Actually the framers, of course, wrote in the First Amendment that the government "shall make no law respecting an establishment of religion." In other words, they were protecting our rights from religion.

"Right," said Carrera when I brought this up. "No religion of the United States. That does not mean that you throw out all religion."

I asked him why he wanted to impose his religious views on the country. 

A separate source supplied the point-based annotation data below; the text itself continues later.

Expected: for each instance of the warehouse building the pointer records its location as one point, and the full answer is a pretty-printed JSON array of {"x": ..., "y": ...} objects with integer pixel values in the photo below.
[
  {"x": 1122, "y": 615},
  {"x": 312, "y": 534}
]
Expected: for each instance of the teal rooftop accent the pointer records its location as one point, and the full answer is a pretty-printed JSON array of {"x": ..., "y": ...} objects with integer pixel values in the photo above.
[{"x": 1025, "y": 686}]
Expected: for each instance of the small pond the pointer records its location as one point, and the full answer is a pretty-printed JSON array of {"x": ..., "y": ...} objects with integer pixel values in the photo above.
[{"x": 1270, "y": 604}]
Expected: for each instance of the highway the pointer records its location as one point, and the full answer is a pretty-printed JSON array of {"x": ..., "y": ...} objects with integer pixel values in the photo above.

"It's been there since the 1700s, and it's only recently that people are coming out against it," Carrera answered. "People who are atheists are coming out against it: 'I'll take the Ten Commandments off the wall just to piss them off.' They are trying to take the Ten Commandments off the wall instead of trying to clean up the street of pedophiles and other things they should be doing. They are so focused on taking God out of the public square, and the thing is that religion has been part of America for 200 to 300 years, and now it's being wiped away. And you see this in the leftist nations that are being socialized... Russia, Venezuela. The first thing you do is take God out; then you strip the people from their guns."

Carrera then defined what he sees as "reality."

"There are other creatures up in heaven, and they are looking at us, and they are like shaking their heads: 'What's going on down there?'" he said. "That's reality. This is not reality. Look around. What somebody farted and the world came into effect? No. Look around and you see the glory of God. Jesus and everything in the Bible is true, compared to Darwinism."